LADIES OF THE GRAND TOUR: British Women in Pursuit of Enlightenment and Adventure in Eighteenth-Century Europe
By Brian Dolan
If you think travel verges on masochistic sport these days, you’ll feel better after reading Grand Tour travel travails during the Georgian and Victorian era. True, we might romanticize long carriage rides of laudanum-filled nights, but these British adventurers risked ongoing highway robbery, harrowing carriage accidents, endless posting delays (what, no available carriage horses?) and inns so full of bed-bugs that travelers brought leather sheets to sleep on.
We read about the women who accompanied husbands and brothers or sought refuge abroad from unhappy marriages. Mary Wollstonecraft went to Paris so she could witness revolutionary machinations first hand, and soon published the famous A Vindication of the Rights of Women in 1792. Because when the rights of “man” were declared, it meant equality for men, not women. Many of these early travelers were the Christiane Amanpours of their day, witnessing and writing first hand accounts of historical events. These accounts earned women writerly props. For the first time, instead of writing for other women, the eye-witness published accounts of historical events — which contained details men often overlooked — captivated readers of both sexes.

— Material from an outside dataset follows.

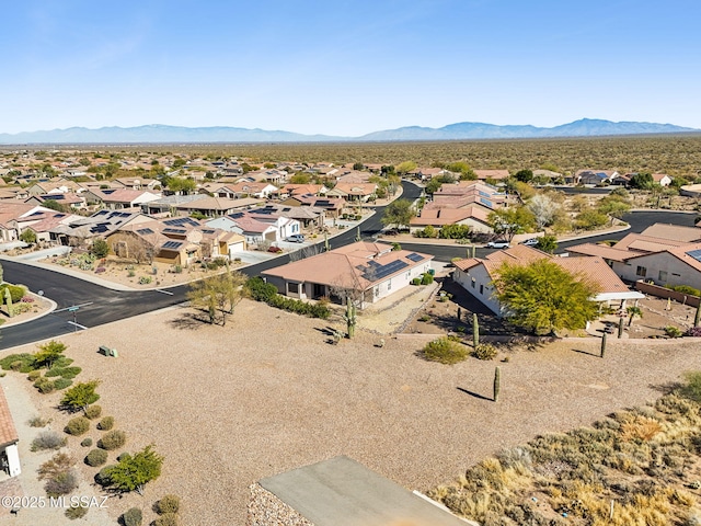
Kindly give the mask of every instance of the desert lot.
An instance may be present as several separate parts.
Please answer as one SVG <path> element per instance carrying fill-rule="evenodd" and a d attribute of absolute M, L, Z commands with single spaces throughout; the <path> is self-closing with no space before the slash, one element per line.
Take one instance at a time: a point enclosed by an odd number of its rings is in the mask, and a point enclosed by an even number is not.
<path fill-rule="evenodd" d="M 567 340 L 513 350 L 508 363 L 445 366 L 416 355 L 435 335 L 387 338 L 380 348 L 377 334 L 360 332 L 330 345 L 323 331 L 341 323 L 243 300 L 223 328 L 173 308 L 61 339 L 83 368 L 78 381 L 102 379 L 99 403 L 127 432 L 125 449 L 152 443 L 165 456 L 145 496 L 115 498 L 110 514 L 147 511 L 175 493 L 185 524 L 242 525 L 251 483 L 336 455 L 425 491 L 503 447 L 642 404 L 685 370 L 701 369 L 701 342 L 690 339 L 610 340 L 604 359 L 597 340 Z M 119 356 L 97 354 L 100 345 Z M 38 395 L 28 381 L 26 389 L 61 428 L 60 395 Z M 70 441 L 82 458 L 80 438 Z M 85 480 L 96 472 L 81 470 Z"/>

NAPOLEON’S ST. HELENA By Gilbert Martineau
Breaking travel news: you can now take a commercial flight to St. Helena. And why, pray tell, would you want to? So you can visit the obscure island (and house museum) where Napoleon lived under house arrest for six bitter exiled years until his death in 1821, at the age of 51.
Whether you love or hate Napoleon, or maybe you don’t care because he’s just not your cup of chocolat chaud, this meticulously researched book dissects the island’s micro-culture and craggy geology. We learn about St. Helena’s petty bureaucrats, of its “society” men and women (considered hicks by the French) with their jealous squabbling for hierarchy, of Napoleon’s so-called jailers who record almost every nano-second of his house arrest—and for good reason too, because being Napoleon, he was indeed plotting escape. Whether you think he deserved it or not, Napoleon was hoodwinked into getting on an English vessel that he believed was taking him to country-gentleman exile on an English manor. Instead, the Northumberland took off in an entirely different direction and sailed 5000 miles away with the dethroned emperor and his loyal entourage of twenty eight aboard. Unfortunately, Josephine, the woman he never stopped loving, was not allowed to join him on St. Helena. Here, the French try to make the best of it with their courtly manners and high-Empire style (including titled French ladies with trunks of ball gowns and jewels, who were obediently at their husbands’ sides) on the rat-infested, mildewy island known pre-Napoleon days only as a pit-stop for ships from India sailing back to England.
Was Napoleon poisoned with arsenic? You’ll read about this and infinitely more (like a post-mortem description of his genitals) in a book that includes the last hours of the life of a megalomaniacal genius.